To whom much is given, much is expected. In today's business environment of answering to boards, appeasing shareholders and maximizing value, there isn't always a priority placed on doing what's right outside of the corporate walls.
The introductory adage means a lot at OtterBox. It's ingrained in our culture at every level. As a fast growing company, we're conscious that we not only have the ability but also the responsibility to do what we can to enhance our communities.
With the economic downturn, many companies now face hard budgetary decisions. However, an in-depth analysis of 2010 corporate philanthropy data from the non-profit Committee Encouraging Corporate Philanthropy uncovered some good news. While many corporations in the study reduced giving more than half (53 percent) increased it. Corporate social responsibility goes beyond funding projects and sponsoring fundraising benefits. Those things are important, but what is more significant is being able to influence a generation of givers.
According to the American Association of Fundraising Counsel, more than 78 percent of all giving in 2010 actually came from individuals, not corporations or foundations. The true power a company has to make a difference is not in putting aside a portion of sales for giving, but in planting the seed of giving in all of its employees.
This is a focus at OtterBox. We launched our charitable arm, the OtterCares Foundation, in late 2010 with a program that gave each employee $200 to donate to the charity of their choice along with a challenge to grow that donation. The program was meant to introduce or reacquaint them to giving and volunteering. Additionally, each employee is given 24 hours of paid time off to volunteer each year. These types of programs not only have a positive impact on the community, they also act as team building opportunities that cannot be replicated.

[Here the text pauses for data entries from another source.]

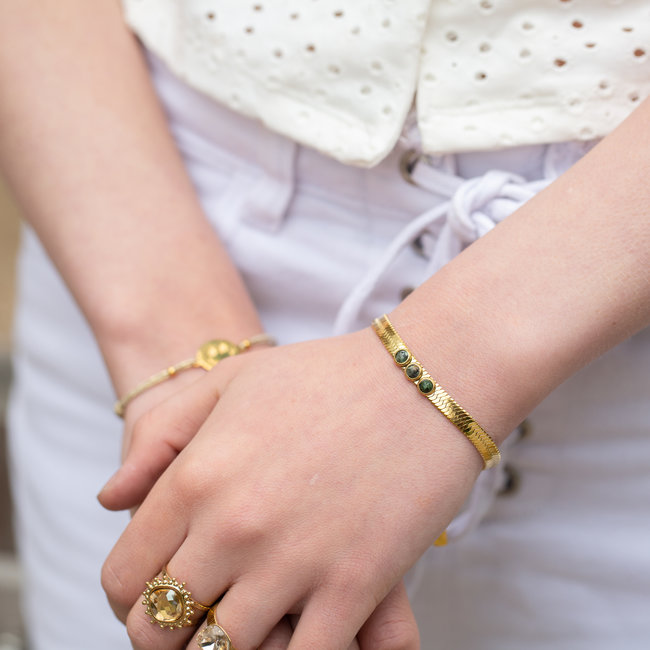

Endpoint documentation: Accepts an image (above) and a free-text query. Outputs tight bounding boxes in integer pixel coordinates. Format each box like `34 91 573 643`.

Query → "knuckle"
101 560 129 607
368 617 420 650
126 617 161 650
131 408 158 439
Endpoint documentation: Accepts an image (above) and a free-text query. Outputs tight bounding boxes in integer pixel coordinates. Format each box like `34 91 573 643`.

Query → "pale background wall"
0 178 25 650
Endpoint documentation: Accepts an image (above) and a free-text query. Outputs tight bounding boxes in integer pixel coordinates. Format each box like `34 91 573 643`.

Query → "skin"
0 0 418 649
0 0 650 650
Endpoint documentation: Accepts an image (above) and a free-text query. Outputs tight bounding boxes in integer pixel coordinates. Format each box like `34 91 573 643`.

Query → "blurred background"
0 177 26 650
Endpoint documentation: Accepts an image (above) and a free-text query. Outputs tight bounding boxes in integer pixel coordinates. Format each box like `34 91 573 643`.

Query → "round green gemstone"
406 363 422 379
395 350 411 365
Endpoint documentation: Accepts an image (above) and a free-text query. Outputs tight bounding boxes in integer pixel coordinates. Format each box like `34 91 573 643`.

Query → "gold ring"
142 567 210 630
196 606 235 650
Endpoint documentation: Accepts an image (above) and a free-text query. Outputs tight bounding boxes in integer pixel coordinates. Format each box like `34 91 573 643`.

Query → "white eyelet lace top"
123 0 650 166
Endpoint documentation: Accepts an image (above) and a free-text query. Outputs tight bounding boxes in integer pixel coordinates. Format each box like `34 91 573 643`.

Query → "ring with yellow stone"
142 567 210 630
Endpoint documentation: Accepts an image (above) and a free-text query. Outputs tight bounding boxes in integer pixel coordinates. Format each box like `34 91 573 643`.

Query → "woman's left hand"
103 330 481 650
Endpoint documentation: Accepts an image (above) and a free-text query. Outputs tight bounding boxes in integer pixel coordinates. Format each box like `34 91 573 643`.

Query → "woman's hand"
103 330 481 650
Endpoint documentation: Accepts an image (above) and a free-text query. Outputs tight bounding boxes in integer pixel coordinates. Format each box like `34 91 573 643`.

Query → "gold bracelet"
113 334 275 418
372 314 501 469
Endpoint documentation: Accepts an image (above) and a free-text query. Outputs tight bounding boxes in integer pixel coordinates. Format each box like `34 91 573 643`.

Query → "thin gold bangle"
372 314 501 469
113 334 275 418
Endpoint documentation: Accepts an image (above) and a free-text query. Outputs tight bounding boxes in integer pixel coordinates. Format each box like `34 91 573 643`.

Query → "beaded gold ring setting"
142 567 210 630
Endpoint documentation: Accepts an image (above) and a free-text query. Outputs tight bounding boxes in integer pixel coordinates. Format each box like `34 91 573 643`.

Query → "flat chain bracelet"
113 334 275 418
372 314 501 469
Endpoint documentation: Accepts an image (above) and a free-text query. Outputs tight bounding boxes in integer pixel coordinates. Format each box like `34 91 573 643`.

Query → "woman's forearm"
0 0 260 392
393 96 650 438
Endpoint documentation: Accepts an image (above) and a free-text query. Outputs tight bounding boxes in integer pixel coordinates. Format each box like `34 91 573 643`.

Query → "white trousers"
9 61 650 650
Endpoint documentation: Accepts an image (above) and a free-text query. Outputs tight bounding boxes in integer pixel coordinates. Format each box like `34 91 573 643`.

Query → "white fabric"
122 0 650 166
10 55 650 650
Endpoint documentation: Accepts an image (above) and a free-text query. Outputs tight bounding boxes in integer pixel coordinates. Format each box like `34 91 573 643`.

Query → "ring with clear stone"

April is National Volunteer Month. I would challenge all businesses-large or small, profitable or not-to find a way to empower and encourage their employees to get involved with a community non-profit. It's a win-win-win. The community benefits from these efforts through increased funding and volunteer access. The employees find passion in a part of their lives that previously may have been undeveloped or underdeveloped and the company benefits through a more motivated workforce and social capital. You can get no better return on your investment.